Environment Column: Dredging Actions Inside The Great Barrier Reef Marine Park



WORDS | Emma Vlatko

Environment Minister Greg Hunt, on 11 December 2013, stated that he was “drawing a line in the sand,” when it came to dredging actions inside the Great Bar­rier Reef Marine Park.

But the line he’s drawn isn’t all too clear.

In the same press release, Minister Hunt announced his personal approval of the Abbot Point Coal terminal ex­pansion project. This expansion, which is not the first approved by an Australian government and one of four Minister Hunt has approved within the area, will make the Abbot Point Port one of the largest in the world.

To make this worse, on Friday 31 January 2014, the Great Barrier Reef Marine Park Authority (GBRMPA) approved the three million cubic metres of dredge materials, requested in the expansion proposal, to be dumped within the World Heritage-listed marine park.
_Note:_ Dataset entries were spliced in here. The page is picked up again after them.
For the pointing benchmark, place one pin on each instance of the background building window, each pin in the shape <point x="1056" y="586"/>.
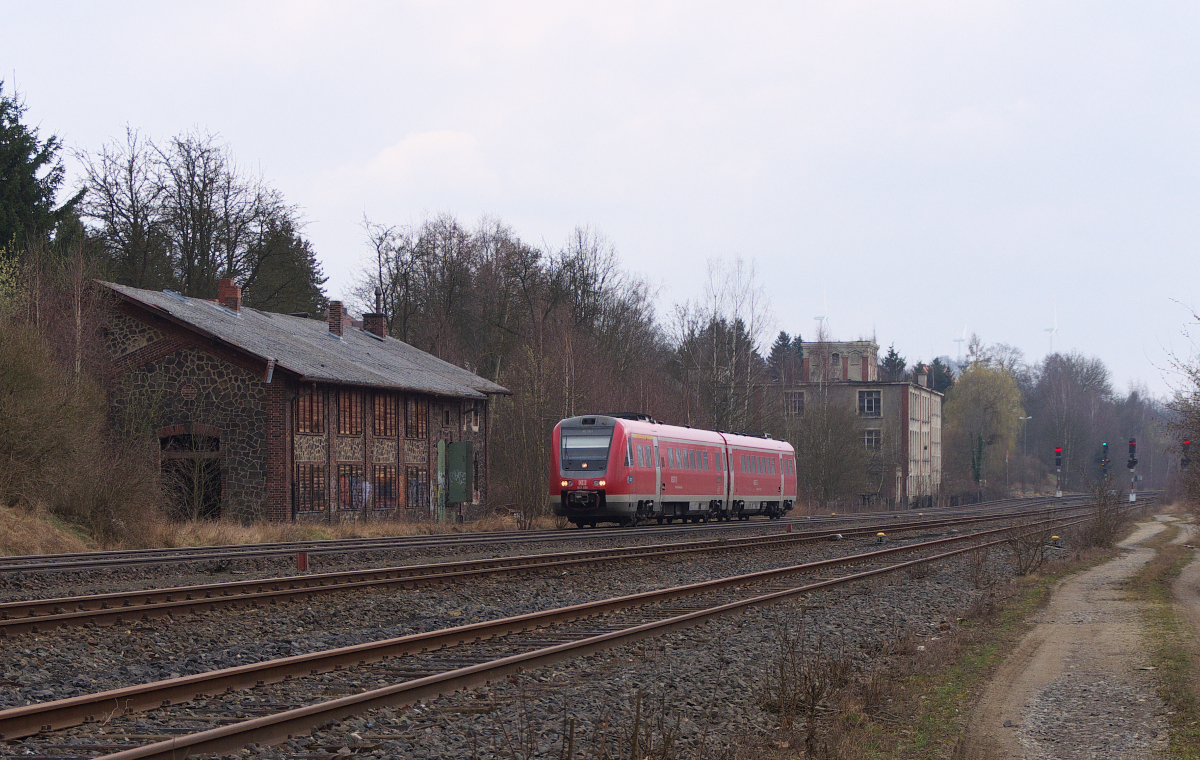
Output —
<point x="310" y="410"/>
<point x="310" y="488"/>
<point x="352" y="488"/>
<point x="417" y="418"/>
<point x="384" y="486"/>
<point x="869" y="404"/>
<point x="349" y="412"/>
<point x="793" y="402"/>
<point x="418" y="479"/>
<point x="387" y="416"/>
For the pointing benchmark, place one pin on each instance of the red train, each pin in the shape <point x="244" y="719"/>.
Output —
<point x="628" y="468"/>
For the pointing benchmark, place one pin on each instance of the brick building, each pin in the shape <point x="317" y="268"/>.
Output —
<point x="288" y="418"/>
<point x="900" y="422"/>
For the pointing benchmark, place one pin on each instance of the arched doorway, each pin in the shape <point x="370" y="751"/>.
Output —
<point x="191" y="471"/>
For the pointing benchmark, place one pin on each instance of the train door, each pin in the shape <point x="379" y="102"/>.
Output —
<point x="658" y="478"/>
<point x="645" y="476"/>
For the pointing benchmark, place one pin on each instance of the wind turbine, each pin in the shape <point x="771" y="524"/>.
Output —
<point x="823" y="321"/>
<point x="1054" y="330"/>
<point x="961" y="340"/>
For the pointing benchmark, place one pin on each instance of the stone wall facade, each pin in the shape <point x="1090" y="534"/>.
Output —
<point x="179" y="383"/>
<point x="196" y="389"/>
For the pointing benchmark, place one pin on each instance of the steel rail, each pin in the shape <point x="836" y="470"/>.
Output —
<point x="106" y="609"/>
<point x="29" y="719"/>
<point x="285" y="725"/>
<point x="79" y="561"/>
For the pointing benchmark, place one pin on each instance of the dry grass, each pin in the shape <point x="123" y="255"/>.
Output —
<point x="35" y="533"/>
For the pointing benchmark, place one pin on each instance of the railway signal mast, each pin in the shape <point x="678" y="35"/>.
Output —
<point x="1133" y="464"/>
<point x="1057" y="468"/>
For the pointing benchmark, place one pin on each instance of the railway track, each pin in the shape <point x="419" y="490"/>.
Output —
<point x="117" y="608"/>
<point x="89" y="561"/>
<point x="432" y="663"/>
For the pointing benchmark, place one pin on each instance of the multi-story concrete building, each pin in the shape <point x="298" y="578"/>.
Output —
<point x="282" y="417"/>
<point x="900" y="422"/>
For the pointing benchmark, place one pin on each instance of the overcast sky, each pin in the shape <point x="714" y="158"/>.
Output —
<point x="905" y="168"/>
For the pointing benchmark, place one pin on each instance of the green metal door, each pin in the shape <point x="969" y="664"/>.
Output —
<point x="460" y="472"/>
This decision ignores concerns expressed by over 230 scientists, who wrote to the Authority urging them to reject the proposal.

However, the approval is not without limitations. Min­ister Hunt and the GBRMPA have together placed 142 environmental conditions on the development, includ­ing a 150 per cent net benefit, water quality require­ment; but a senior principal research officer at James Cook University, Jon Brodie, says this promise is ex­tremely unlikely to occur.
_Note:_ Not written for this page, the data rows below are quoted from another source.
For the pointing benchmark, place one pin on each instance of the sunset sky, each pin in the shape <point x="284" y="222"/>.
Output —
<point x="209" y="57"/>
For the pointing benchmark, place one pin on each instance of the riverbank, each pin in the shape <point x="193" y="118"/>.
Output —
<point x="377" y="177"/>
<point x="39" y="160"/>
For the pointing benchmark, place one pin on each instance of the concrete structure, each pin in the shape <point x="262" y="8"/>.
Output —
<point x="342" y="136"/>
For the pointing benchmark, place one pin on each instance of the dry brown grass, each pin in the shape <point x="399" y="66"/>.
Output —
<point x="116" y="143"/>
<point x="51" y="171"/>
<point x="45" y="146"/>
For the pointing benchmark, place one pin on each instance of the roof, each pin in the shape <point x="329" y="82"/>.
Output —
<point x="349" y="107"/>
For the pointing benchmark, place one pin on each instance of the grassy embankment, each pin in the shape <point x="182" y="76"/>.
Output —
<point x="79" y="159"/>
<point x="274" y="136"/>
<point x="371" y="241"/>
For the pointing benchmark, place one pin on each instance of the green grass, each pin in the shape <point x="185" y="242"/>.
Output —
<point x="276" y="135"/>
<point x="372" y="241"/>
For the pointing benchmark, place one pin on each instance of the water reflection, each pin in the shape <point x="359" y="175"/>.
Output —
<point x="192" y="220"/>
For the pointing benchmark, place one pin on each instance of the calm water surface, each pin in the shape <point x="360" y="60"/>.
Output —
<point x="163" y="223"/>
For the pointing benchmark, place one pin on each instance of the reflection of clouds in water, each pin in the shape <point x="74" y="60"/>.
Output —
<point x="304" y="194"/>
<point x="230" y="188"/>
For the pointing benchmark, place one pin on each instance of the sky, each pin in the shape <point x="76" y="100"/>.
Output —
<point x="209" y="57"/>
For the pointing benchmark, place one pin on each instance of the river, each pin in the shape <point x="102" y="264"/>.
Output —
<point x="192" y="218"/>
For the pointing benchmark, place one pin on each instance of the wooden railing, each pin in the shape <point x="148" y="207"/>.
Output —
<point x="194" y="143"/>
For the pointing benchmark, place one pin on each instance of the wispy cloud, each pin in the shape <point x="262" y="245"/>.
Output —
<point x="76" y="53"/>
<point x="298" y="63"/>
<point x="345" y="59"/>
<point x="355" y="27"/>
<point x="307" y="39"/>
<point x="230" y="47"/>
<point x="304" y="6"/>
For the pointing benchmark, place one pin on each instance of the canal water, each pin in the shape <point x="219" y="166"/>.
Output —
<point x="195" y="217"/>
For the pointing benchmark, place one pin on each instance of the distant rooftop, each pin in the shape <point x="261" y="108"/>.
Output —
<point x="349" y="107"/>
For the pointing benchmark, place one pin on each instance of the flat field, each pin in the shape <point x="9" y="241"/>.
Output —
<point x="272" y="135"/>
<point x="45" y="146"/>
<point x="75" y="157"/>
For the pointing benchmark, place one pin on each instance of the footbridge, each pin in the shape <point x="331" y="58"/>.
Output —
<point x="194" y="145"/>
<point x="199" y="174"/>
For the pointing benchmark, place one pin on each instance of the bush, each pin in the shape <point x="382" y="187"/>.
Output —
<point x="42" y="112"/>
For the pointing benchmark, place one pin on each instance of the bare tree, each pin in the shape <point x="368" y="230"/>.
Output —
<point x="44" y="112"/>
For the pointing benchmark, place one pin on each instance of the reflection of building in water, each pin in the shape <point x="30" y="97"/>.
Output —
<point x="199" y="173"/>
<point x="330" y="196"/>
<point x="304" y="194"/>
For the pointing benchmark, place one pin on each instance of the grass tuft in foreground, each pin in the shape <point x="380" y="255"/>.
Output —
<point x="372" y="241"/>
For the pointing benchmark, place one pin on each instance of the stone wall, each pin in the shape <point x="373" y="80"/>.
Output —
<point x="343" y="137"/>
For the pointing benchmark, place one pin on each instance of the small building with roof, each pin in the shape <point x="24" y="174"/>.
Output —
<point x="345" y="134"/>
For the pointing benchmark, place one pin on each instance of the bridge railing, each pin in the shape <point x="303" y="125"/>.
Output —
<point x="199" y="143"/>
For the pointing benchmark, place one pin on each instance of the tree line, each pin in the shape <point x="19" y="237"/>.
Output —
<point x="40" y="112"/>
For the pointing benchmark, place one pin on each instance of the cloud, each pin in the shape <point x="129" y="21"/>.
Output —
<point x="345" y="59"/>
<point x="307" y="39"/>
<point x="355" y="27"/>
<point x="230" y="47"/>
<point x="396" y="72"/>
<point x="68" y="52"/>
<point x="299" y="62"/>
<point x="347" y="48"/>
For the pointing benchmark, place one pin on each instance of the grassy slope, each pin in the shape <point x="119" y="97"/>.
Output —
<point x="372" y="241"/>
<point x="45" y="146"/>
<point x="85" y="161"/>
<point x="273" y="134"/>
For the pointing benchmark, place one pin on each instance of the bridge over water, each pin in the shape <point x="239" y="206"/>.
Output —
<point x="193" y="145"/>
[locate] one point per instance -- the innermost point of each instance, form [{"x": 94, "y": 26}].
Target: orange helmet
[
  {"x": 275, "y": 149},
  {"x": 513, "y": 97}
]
Dredging “will produce both acute turbidity and sedi­mentation effects on communities, such as seagrass and inshore coral reefs in the marine park”. Brodie joins a chorus of scientists who have labeled the practise of dredging as “outdated” and “destructive”.
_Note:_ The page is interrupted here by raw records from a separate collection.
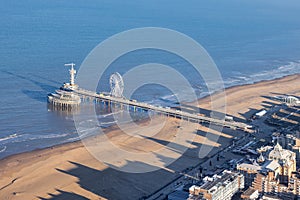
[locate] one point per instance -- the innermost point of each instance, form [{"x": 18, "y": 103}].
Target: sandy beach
[{"x": 69, "y": 171}]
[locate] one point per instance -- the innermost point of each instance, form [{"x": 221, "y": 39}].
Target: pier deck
[{"x": 167, "y": 111}]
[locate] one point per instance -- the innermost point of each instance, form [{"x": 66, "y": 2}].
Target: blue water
[{"x": 249, "y": 40}]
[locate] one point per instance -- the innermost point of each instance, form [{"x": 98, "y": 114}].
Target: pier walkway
[{"x": 163, "y": 110}]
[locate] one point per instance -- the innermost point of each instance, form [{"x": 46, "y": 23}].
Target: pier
[{"x": 70, "y": 94}]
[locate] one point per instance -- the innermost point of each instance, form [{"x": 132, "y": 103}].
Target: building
[
  {"x": 287, "y": 161},
  {"x": 290, "y": 141},
  {"x": 219, "y": 187},
  {"x": 250, "y": 194},
  {"x": 249, "y": 171}
]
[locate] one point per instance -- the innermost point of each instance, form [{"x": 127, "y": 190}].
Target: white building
[{"x": 219, "y": 187}]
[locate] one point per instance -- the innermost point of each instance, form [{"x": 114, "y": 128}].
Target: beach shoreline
[{"x": 36, "y": 173}]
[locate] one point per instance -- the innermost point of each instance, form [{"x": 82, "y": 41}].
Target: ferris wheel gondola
[{"x": 116, "y": 85}]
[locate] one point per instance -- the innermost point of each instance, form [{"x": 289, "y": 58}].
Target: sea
[{"x": 249, "y": 41}]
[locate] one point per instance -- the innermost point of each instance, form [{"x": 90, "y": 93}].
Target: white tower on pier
[{"x": 72, "y": 73}]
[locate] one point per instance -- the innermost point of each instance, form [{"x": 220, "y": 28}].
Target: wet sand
[{"x": 69, "y": 171}]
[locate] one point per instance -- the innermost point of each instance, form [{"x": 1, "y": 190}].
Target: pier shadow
[
  {"x": 63, "y": 195},
  {"x": 112, "y": 184},
  {"x": 219, "y": 115}
]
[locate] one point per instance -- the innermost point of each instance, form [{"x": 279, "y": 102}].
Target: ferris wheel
[{"x": 116, "y": 85}]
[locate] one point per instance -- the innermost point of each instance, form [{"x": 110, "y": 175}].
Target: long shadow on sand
[{"x": 113, "y": 184}]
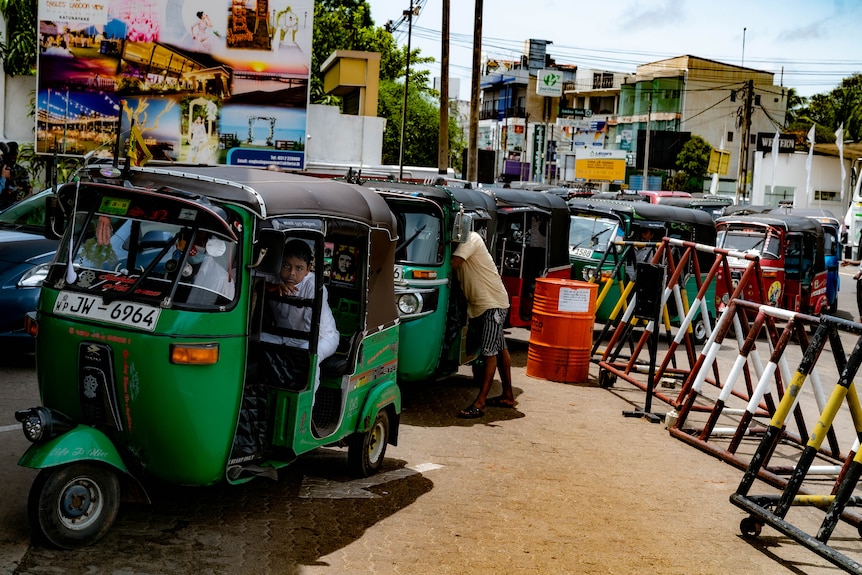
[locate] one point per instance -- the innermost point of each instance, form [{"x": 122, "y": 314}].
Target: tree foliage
[
  {"x": 842, "y": 105},
  {"x": 347, "y": 25},
  {"x": 19, "y": 46},
  {"x": 692, "y": 163}
]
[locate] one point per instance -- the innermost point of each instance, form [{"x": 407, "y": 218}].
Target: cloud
[
  {"x": 652, "y": 15},
  {"x": 817, "y": 30}
]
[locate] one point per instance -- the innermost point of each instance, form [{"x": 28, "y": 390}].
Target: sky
[{"x": 809, "y": 45}]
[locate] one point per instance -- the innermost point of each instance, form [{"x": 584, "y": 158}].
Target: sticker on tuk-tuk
[
  {"x": 115, "y": 206},
  {"x": 773, "y": 293},
  {"x": 123, "y": 313}
]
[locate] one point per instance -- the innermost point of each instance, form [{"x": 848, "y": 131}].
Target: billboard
[
  {"x": 600, "y": 165},
  {"x": 201, "y": 81},
  {"x": 664, "y": 147}
]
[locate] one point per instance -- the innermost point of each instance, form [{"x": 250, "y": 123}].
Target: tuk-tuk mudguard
[
  {"x": 83, "y": 443},
  {"x": 382, "y": 397}
]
Environmental groups have also expressed their criti­cism of the outcomes. Greenpeace have called the de­cision an “international embarrassment,” questioning why the GBRMPA would allow more potential dam­age at a time when the reef is already faced with pres­sure from climate change and land-based pollution. Similarly, the UNESCO World Heritage Committee has warned the government that if it does not make sub­stantial progress the Great Barrier Reef could be listed as “World Heritage in Danger”.